Ebola nurse Pauline Cafferkey 'not dishonest', hearing told
A Scots nurse who survived Ebola will not face charges of dishonesty at a misconduct hearing.
Pauline Cafferkey, 40, was infected while working in Sierra Leone in 2014.
The Nursing and Midwifery Council (NMC) is alleging that Ms Cafferkey allowed a wrong temperature to be recorded when she returned to Heathrow and she left a screening area without flagging it up.
But it said she had no case to answer over dishonesty and that her judgement had been impaired due to illness.
The panel at the conduct and competence committee agreed to drop charges about "dishonesty" after the NMC agreed that medical evidence clearly showed Ms Cafferkey's decision-making was impaired due to illness on her return from Sierra Leone.
This means that the NMC will now make submission on two charges relating to Ms Cafferkey on her return to the UK on 28 December 2014.
The first alleges that while in a Public Health England screening area, inside Terminal 4 at Heathrow, she allowed an incorrect temperature to be recorded on her screening form.
The second charge alleges that she left the screening area without reporting her true temperature to medics.
During Tuesday's morning session, the panel heard that the screening area at Heathrow airport was "busy, disorganised and even chaotic" when Ms Cafferkey and other medics arrived back from Sierra Leone.
The agreed facts in the case, as presented to the panel, show that the nurse's temperature was recorded twice by a doctor at Heathrow at more than 38C. This was in the presence of another person referred to as "registrant A".
The doctor claims that "registrant A stated at this point that she would record the temperature as 37.2C on Ms Cafferkey's screening form and then they would 'get out of there and sort it out'".
The agreed facts show that Ms Cafferkey stated that she recalled the words "let's get out of here" being used but could not remember who said it or who entered the temperature on her screening form.
The panel was told that Ms Cafferkey accepted that her temperature had been measured at above 38C yet allowed a reading of 37.2C to be recorded on her screening form, after which she continued to the arrivals area.
It was heard that a temperature above 37.5C "is an elevated or pyrexial (feverish) temperature that requires further assessment and should be reported to a consultant".
'Severe viral load'
Ms Cafferkey admitted taking paracetamol at some point after she realised she had an elevated temperature.
When she returned to the screening area, the doctor who examined her found her temperature to be normal and cleared the nurse to fly back to Scotland.
The panel heard that hours later she was diagnosed with one of the most severe viral loads of Ebola ever recorded.
Doctors said early symptoms would have impaired her judgement and that there was no evidence she had been deliberately dishonest to staff.

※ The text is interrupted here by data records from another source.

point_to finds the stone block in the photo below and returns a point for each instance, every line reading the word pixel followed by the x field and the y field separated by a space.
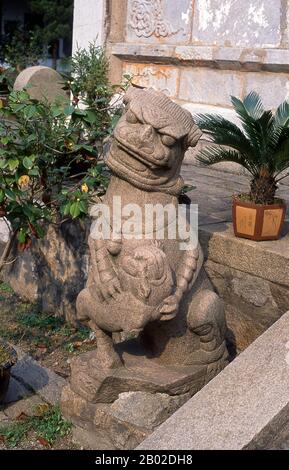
pixel 139 374
pixel 207 86
pixel 53 270
pixel 27 406
pixel 157 21
pixel 252 304
pixel 89 440
pixel 267 260
pixel 250 23
pixel 272 87
pixel 41 380
pixel 161 77
pixel 245 407
pixel 42 83
pixel 146 410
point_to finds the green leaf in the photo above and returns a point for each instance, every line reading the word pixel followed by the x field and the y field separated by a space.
pixel 90 116
pixel 10 194
pixel 83 206
pixel 3 163
pixel 68 110
pixel 75 209
pixel 27 163
pixel 66 209
pixel 30 111
pixel 39 230
pixel 5 140
pixel 281 117
pixel 34 172
pixel 56 110
pixel 21 236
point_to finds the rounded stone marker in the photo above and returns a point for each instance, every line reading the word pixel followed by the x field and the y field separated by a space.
pixel 42 83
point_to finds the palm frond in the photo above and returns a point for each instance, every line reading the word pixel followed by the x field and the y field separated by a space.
pixel 224 132
pixel 281 118
pixel 281 158
pixel 251 106
pixel 217 154
pixel 257 123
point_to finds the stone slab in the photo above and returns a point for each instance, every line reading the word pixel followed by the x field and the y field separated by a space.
pixel 249 23
pixel 252 304
pixel 139 374
pixel 153 22
pixel 230 58
pixel 203 85
pixel 42 83
pixel 27 406
pixel 245 407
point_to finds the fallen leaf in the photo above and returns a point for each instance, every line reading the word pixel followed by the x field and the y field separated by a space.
pixel 22 417
pixel 41 409
pixel 44 442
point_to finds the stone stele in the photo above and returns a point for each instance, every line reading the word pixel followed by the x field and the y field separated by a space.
pixel 146 294
pixel 42 83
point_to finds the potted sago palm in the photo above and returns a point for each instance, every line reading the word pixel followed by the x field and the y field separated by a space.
pixel 261 146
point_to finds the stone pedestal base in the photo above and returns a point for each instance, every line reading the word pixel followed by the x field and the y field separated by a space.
pixel 119 408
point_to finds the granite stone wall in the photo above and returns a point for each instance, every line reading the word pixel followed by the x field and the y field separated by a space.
pixel 200 52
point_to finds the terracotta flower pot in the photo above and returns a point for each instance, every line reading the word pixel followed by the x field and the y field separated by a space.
pixel 8 357
pixel 258 222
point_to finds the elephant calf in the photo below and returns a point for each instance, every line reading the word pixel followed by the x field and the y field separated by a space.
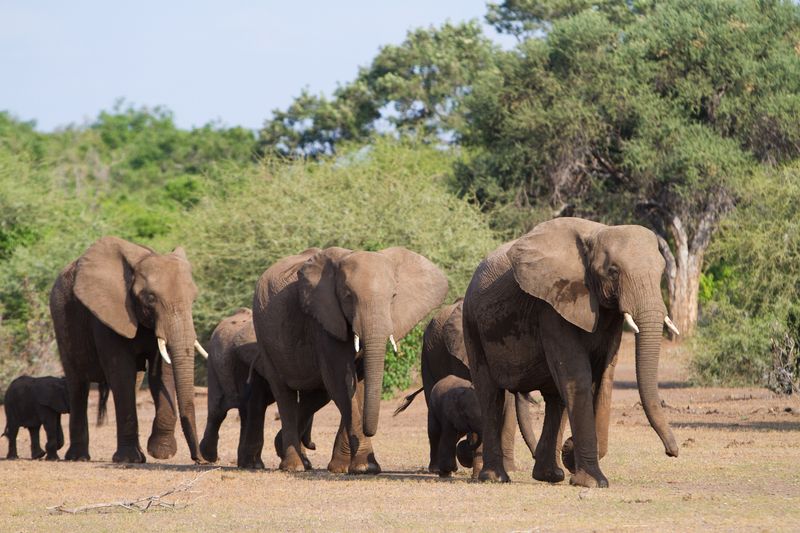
pixel 232 380
pixel 454 412
pixel 32 402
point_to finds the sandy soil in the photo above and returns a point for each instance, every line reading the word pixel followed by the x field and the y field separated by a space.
pixel 739 469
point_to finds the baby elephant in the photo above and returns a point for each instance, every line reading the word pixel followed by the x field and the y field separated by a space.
pixel 454 412
pixel 33 402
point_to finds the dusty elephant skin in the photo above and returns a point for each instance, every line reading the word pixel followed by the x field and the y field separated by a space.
pixel 443 354
pixel 234 382
pixel 453 412
pixel 115 309
pixel 323 319
pixel 545 312
pixel 32 403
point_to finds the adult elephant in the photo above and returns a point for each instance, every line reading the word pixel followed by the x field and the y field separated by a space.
pixel 116 309
pixel 323 319
pixel 545 312
pixel 234 381
pixel 443 354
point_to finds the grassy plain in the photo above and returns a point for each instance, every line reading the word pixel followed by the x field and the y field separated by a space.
pixel 738 470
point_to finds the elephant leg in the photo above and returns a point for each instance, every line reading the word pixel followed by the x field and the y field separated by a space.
pixel 602 416
pixel 569 364
pixel 434 437
pixel 36 448
pixel 162 444
pixel 119 367
pixel 508 432
pixel 545 467
pixel 310 403
pixel 11 433
pixel 217 412
pixel 251 439
pixel 51 426
pixel 78 421
pixel 448 438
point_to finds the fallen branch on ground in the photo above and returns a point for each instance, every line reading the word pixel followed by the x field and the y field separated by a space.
pixel 142 504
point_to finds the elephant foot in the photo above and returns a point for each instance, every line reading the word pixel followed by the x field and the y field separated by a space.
pixel 364 465
pixel 209 451
pixel 250 463
pixel 129 454
pixel 294 463
pixel 162 446
pixel 582 478
pixel 77 453
pixel 493 475
pixel 465 454
pixel 568 455
pixel 548 473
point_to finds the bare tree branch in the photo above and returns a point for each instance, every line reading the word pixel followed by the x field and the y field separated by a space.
pixel 141 505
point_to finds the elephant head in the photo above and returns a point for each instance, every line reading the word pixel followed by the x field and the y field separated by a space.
pixel 578 266
pixel 368 298
pixel 126 286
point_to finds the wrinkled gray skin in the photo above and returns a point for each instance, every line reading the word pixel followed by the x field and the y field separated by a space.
pixel 307 309
pixel 453 412
pixel 443 354
pixel 233 353
pixel 31 403
pixel 545 312
pixel 108 308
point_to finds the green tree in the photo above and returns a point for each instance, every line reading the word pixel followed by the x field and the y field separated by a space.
pixel 414 88
pixel 657 116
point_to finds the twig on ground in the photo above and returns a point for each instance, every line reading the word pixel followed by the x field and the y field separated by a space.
pixel 142 504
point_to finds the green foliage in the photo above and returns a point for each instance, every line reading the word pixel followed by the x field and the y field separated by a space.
pixel 413 89
pixel 755 265
pixel 388 194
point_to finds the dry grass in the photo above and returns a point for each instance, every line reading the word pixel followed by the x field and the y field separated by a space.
pixel 738 470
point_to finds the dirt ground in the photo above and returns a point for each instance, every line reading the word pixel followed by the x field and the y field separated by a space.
pixel 738 470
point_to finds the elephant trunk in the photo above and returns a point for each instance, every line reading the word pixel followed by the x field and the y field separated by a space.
pixel 648 347
pixel 180 339
pixel 374 355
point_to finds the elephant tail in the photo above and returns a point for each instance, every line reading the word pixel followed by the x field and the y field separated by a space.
pixel 407 401
pixel 102 388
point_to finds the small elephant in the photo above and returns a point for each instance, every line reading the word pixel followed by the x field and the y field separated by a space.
pixel 231 378
pixel 118 309
pixel 545 312
pixel 34 402
pixel 323 319
pixel 443 354
pixel 454 413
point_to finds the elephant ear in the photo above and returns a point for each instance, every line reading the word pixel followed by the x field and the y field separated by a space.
pixel 453 333
pixel 103 281
pixel 317 284
pixel 421 287
pixel 550 263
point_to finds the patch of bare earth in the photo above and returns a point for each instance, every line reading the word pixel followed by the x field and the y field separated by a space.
pixel 739 469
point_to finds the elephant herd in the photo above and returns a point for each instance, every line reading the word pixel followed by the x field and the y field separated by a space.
pixel 542 313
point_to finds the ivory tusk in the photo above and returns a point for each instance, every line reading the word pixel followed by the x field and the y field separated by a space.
pixel 162 349
pixel 631 323
pixel 200 349
pixel 671 326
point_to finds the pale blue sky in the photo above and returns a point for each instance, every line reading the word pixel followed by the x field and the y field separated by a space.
pixel 233 60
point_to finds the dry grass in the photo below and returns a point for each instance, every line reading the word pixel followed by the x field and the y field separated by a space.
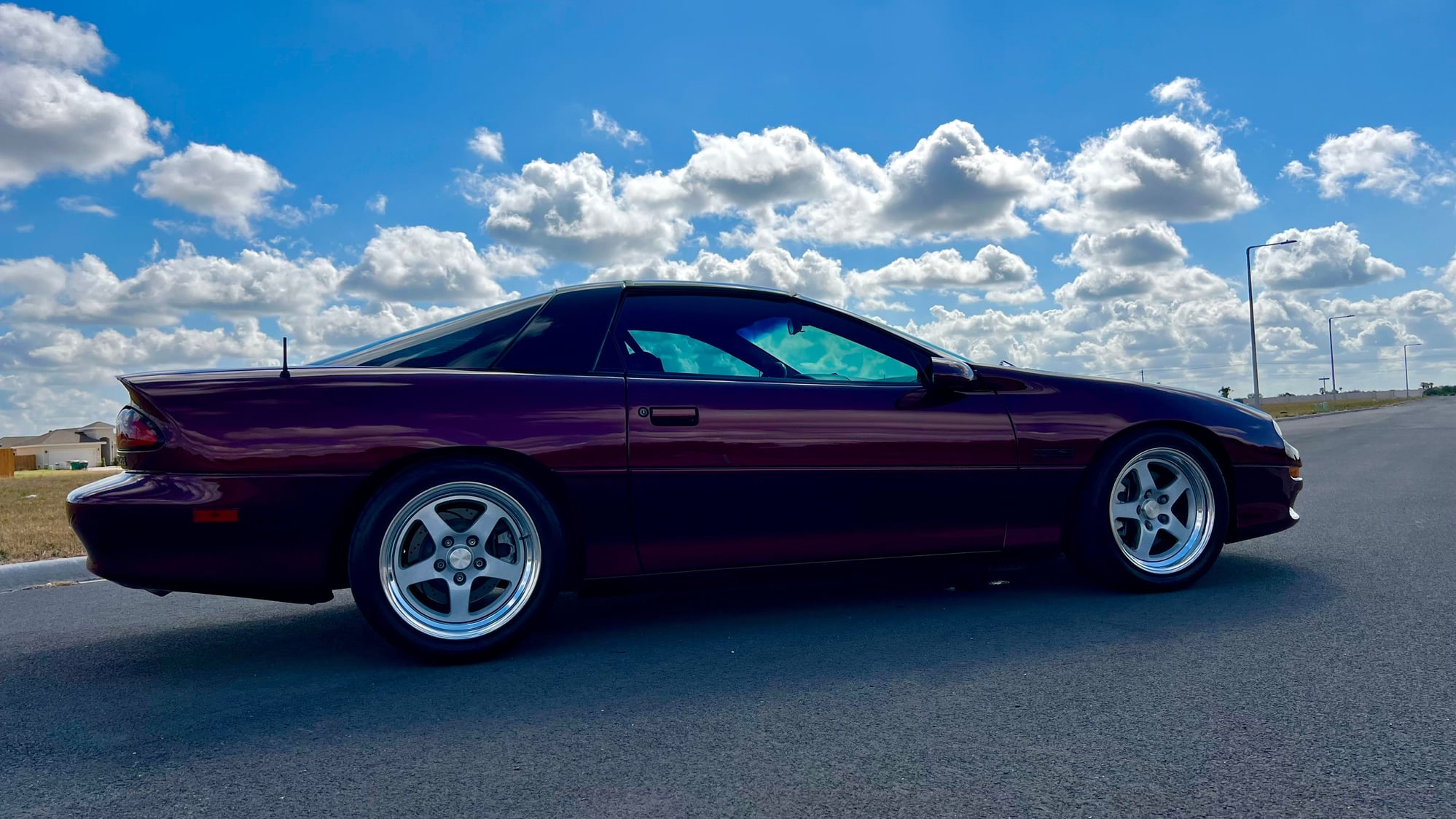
pixel 1311 408
pixel 35 528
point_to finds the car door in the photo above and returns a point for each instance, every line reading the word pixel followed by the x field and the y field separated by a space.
pixel 764 429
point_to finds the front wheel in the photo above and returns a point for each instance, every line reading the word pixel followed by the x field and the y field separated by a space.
pixel 1154 514
pixel 456 560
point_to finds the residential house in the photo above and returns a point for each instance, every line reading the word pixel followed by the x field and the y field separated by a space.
pixel 90 444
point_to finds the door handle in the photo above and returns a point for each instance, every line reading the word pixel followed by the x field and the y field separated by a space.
pixel 673 416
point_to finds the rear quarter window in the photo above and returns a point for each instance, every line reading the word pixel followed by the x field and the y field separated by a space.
pixel 567 335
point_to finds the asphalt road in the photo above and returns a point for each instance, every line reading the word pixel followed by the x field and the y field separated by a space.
pixel 1310 674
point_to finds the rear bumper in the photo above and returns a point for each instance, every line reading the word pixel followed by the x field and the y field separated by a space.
pixel 264 537
pixel 1264 501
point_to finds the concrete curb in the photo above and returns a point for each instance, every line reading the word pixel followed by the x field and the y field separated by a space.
pixel 15 576
pixel 1337 412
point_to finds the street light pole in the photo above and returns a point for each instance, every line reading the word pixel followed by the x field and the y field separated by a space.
pixel 1254 340
pixel 1404 357
pixel 1334 391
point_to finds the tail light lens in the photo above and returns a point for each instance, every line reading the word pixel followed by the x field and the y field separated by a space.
pixel 136 431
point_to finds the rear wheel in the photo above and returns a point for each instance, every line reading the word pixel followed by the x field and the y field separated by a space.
pixel 456 559
pixel 1154 514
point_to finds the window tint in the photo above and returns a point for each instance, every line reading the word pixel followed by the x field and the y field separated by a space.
pixel 756 338
pixel 686 354
pixel 567 335
pixel 468 342
pixel 823 356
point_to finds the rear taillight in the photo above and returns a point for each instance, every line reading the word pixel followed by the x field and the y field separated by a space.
pixel 136 431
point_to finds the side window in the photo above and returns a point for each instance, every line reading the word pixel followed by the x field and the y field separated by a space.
pixel 818 354
pixel 686 356
pixel 754 338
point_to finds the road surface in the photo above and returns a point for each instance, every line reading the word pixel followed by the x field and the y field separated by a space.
pixel 1310 674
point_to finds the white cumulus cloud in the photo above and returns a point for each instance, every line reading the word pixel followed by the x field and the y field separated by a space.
pixel 996 273
pixel 487 144
pixel 1372 159
pixel 52 119
pixel 1154 169
pixel 612 128
pixel 229 187
pixel 1326 258
pixel 423 264
pixel 85 205
pixel 1183 92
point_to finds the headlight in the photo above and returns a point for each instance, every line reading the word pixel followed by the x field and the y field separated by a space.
pixel 1289 448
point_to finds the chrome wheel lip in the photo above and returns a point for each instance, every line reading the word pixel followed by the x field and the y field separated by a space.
pixel 1200 514
pixel 507 606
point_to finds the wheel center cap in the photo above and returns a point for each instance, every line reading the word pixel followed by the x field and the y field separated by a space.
pixel 459 557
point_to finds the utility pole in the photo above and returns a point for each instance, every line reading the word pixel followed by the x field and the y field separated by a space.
pixel 1254 341
pixel 1406 358
pixel 1330 321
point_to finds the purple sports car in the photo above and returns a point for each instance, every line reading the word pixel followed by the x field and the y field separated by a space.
pixel 459 476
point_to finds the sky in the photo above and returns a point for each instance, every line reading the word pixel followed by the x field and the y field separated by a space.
pixel 1066 187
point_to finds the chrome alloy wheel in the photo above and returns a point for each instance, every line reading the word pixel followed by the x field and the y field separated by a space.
pixel 1162 511
pixel 459 560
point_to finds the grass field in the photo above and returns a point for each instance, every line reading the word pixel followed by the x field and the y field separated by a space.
pixel 35 528
pixel 1311 408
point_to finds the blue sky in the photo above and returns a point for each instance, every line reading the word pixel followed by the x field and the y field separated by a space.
pixel 764 140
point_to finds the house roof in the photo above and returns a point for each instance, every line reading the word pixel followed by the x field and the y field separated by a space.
pixel 89 434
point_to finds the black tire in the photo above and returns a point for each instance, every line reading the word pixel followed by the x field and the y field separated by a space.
pixel 1094 544
pixel 369 540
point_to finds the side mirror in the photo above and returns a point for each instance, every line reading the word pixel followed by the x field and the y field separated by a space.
pixel 951 375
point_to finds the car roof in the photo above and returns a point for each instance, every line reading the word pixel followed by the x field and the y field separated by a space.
pixel 673 284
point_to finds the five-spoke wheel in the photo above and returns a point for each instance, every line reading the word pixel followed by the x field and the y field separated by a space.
pixel 1161 508
pixel 456 559
pixel 459 559
pixel 1152 514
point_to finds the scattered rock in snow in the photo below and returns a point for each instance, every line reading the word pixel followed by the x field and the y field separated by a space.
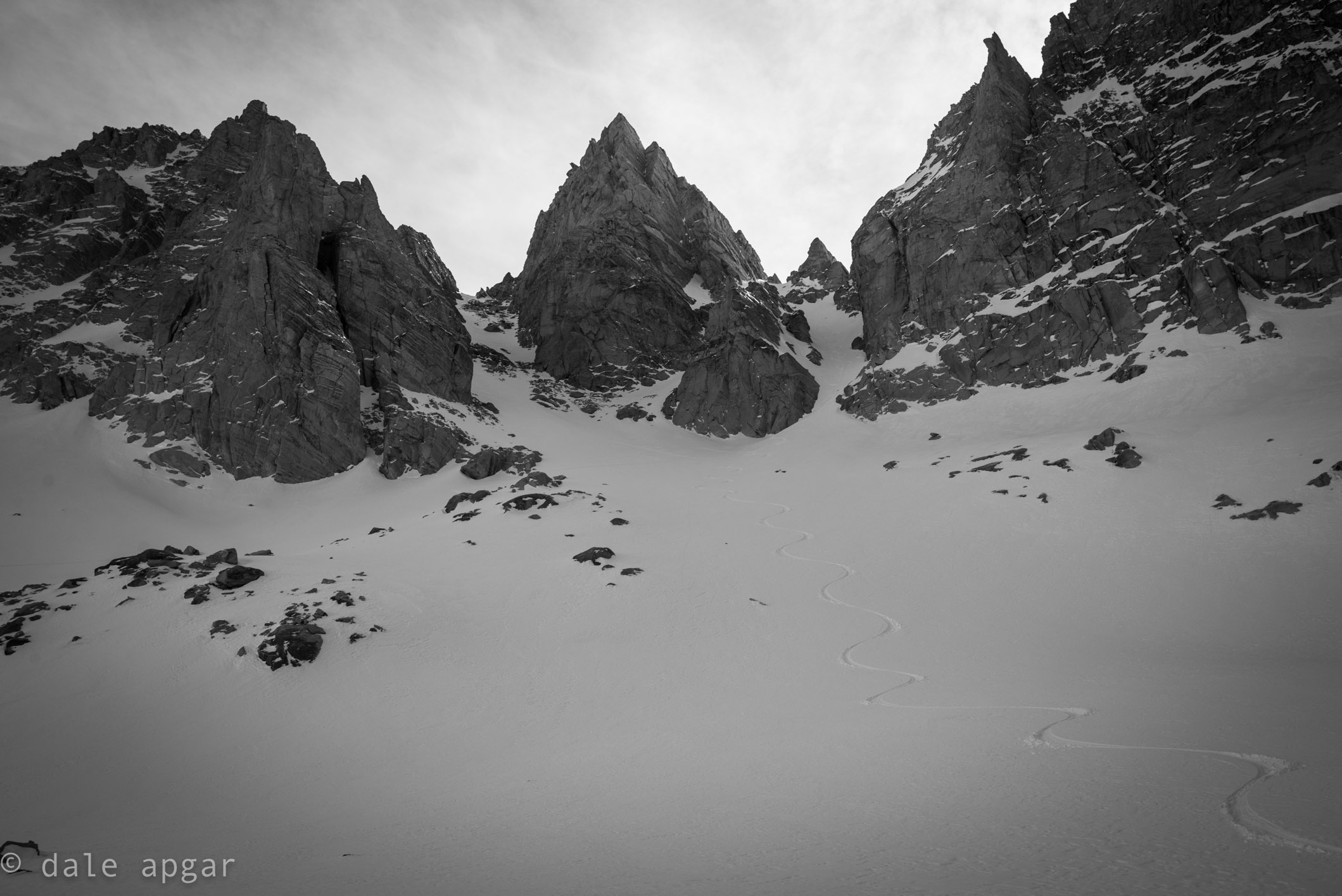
pixel 1102 440
pixel 536 479
pixel 474 496
pixel 593 556
pixel 1125 457
pixel 182 463
pixel 198 593
pixel 291 644
pixel 538 501
pixel 633 412
pixel 491 460
pixel 1271 510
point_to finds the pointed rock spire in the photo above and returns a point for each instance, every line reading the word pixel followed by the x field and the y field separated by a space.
pixel 602 291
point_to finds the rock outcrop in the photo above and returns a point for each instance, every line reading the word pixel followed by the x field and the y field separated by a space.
pixel 603 293
pixel 1169 160
pixel 821 277
pixel 227 298
pixel 633 273
pixel 747 379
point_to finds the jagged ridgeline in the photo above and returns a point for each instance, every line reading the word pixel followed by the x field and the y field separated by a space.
pixel 229 300
pixel 633 274
pixel 1170 160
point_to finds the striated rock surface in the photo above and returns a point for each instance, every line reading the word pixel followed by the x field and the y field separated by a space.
pixel 603 296
pixel 747 379
pixel 227 298
pixel 1169 161
pixel 820 277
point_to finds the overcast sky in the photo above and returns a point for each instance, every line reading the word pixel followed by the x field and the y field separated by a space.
pixel 792 117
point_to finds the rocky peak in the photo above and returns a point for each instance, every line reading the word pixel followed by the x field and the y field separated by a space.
pixel 1001 117
pixel 820 277
pixel 278 326
pixel 602 291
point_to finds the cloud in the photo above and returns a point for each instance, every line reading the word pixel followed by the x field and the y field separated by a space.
pixel 792 117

At the hearing, the NMC's representative said there was no question that Ms Cafferkey and other Ebola doctors were acting for the public good.
But she said they had to ensure they did not cause any risk to others.
She said Ms Cafferkey would have understood the importance of temperature checks and the expectation was that a nurse should "fully cooperate" and disclose her symptoms.
The NMC rep said there were "significant mitigating factors" but the fact Ms Cafferkey did not disclose a symptom of Ebola still "amounts to misconduct".
She said Ms Cafferkey was guilty of "unacceptable professional behaviour" by potentially putting the public at risk.
Pauline Cafferkey's lawyer, Joyce Cullen, argued that her actions did not amount to misconduct.
She said the nurse should be viewed as a patient from the moment the first doctor took her temperature.
She added that Ms Cafferkey "was not acting in a professional capacity" when the incorrect temperature was recorded at Heathrow.
Ms Cafferkey's lawyer pointed to past definitions of misconduct as "usually involving" dishonesty.
She said Ms Cafferkey's ability to assess her own medical condition and make decisions was likely to have been "substantially impaired".
The lawyer said Ms Cafferkey was an Ebola expert with "impeccable record" and it was "so unlikely" that her actions were deliberate.
She also pointed to the "chaotic" scenes at the Heathrow airport screening process.
The NMC had originally alleged that Ms Cafferkey "allowed an incorrect temperature to be recorded" on 28 December 2014 and intended to conceal from Public Health England staff that she had a temperature higher than 38C.
The nurse, from Halfway, Cambuslang, contracted the virus while working as part of a British team at the Kerry Town Ebola treatment centre in 2014.
She spent almost a month in isolation at the Royal Free at the beginning of 2015 after the virus was detected when she arrived back in the UK.
Ms Cafferkey was later discharged after apparently making a full recovery, and in March 2015 returned to work as a public health nurse at Blantyre Health Centre in South Lanarkshire.
In October last year it was discovered that Ebola was still present in her body, with health officials later confirming she had been diagnosed with meningitis caused by the virus.
However in the months that followed, her health suffered as she had issues with her thyroid, her hair fell out and she had headaches and pains in her joints.
But Ms Cafferkey stressed that she felt lucky because she had not lost her sight as others had done.
The hearing was adjourned until Wednesday.